Avant le dîner, nous avons bu un cocktail de ceux qui ouvrent l’appétit. Si vous voulez un apéritif, foncez sur le Gilda Club, avec gin, fino, piparra, soda à l’olive et citron. Pour les amateurs du Mexique il y a Lúcido, avec mezcal, tequila et citron vert, pour les amateurs du Brésil le Recife, avec cachaça lavée au coco, chontaduro et citron kaffir, et pour les amateurs du Japon l’Anzu, à base de whisky Toki, shochu, abricot, miso et sésame noir. Il y en a d’autres, bien sûr. Tous servis dans une verrerie NudeGlass. Et on le remarque.
Les débouchages ici sont amusants, mais ils les prennent très au sérieux. Et c’est que le créateur de TonTon, Bosco Suárez de Puga, aux côtés de Nelsy Cedeño, sommelier et chef de salle, et de Nico, le chef, misent sur des vins naturels, biologiques et peu interventionnistes, ainsi que sur des domaines petits et d’auteur. À sa cave on l’appelle Tonton Ça Va, beau jeu de mots, et elle regorge d’étiquettes françaises (beaucoup) entre Beaujolais, Pinot Noirs et Jura. Également les italiennes, allemandes et, bien sûr, espagnoles, avec des références de zones émergentes comme Arribes del Duero (ce Puesta en Chus de Frontio), Ávila (celle de Rubén Díaz) et Toledo, d’où proviennent Los Conejos Malditos, celui que nous avons bu cette nuit. Les prix vont de 35 à 135 €.
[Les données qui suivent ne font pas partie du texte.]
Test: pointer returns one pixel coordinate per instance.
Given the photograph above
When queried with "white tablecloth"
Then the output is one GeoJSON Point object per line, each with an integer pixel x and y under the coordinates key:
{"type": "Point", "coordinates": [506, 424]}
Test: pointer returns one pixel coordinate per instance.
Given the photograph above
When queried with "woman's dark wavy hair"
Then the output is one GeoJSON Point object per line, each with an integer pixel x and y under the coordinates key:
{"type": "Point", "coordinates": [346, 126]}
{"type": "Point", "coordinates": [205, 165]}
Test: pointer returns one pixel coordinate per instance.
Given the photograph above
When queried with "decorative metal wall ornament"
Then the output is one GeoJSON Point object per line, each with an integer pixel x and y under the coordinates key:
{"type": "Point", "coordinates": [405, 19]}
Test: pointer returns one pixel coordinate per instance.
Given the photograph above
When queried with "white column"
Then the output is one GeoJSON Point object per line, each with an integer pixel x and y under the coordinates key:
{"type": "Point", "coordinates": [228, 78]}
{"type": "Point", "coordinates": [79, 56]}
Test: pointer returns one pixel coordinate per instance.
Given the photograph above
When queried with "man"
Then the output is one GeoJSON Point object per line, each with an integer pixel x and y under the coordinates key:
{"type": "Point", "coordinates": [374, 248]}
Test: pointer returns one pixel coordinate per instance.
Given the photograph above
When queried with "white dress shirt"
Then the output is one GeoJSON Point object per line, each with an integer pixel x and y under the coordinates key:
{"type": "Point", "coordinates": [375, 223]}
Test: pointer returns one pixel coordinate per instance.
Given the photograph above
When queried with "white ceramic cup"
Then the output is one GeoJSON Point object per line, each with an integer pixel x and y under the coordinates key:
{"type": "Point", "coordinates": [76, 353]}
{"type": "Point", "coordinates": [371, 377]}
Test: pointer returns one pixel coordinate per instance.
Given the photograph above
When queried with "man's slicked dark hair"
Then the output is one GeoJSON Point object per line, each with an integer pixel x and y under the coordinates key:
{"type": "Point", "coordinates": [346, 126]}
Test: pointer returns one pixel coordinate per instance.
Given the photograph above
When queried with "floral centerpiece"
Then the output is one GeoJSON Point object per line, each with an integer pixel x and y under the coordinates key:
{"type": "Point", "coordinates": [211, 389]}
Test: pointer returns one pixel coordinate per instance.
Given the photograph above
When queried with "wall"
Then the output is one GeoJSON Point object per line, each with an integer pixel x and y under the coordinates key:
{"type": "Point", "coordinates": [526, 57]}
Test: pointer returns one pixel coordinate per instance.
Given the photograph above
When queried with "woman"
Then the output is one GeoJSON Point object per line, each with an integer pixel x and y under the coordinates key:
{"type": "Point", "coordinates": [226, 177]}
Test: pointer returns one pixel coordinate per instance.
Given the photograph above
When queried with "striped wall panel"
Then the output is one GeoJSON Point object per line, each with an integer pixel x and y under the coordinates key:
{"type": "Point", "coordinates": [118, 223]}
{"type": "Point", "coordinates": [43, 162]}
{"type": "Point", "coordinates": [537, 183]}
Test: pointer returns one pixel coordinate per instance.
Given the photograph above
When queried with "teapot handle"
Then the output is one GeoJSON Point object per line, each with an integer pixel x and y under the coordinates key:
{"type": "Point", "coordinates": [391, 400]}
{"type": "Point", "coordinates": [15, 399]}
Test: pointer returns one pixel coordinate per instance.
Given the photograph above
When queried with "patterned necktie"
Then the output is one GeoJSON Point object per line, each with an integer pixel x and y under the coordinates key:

Il y a une chose (de plus belle) ici : sur la carte, on vous dit qui sont les producteurs, les fournisseurs, les cuisiniers et les serveurs, pour que vous vous souveniez d’eux, pour les remercier ou aller les voir. Bien joué : pain et brioche d’Alma / légumes de Sapiens / fromage et produits laitiers de Brie Alto / la volaille des Hnos. Gómez Ortiz / poisson et fruits de mer de O’Percebeiro / glaces de Campo a Través / vins peu interventionnistes / ils vous ont cuisiné Geno, Lélia, Minjal, Sam et Nico avec beaucoup d’amour / ils vous ont servi Yoni, Cristina, Nelsy, Greg et Bosco avec beaucoup d’amour aussi ♥.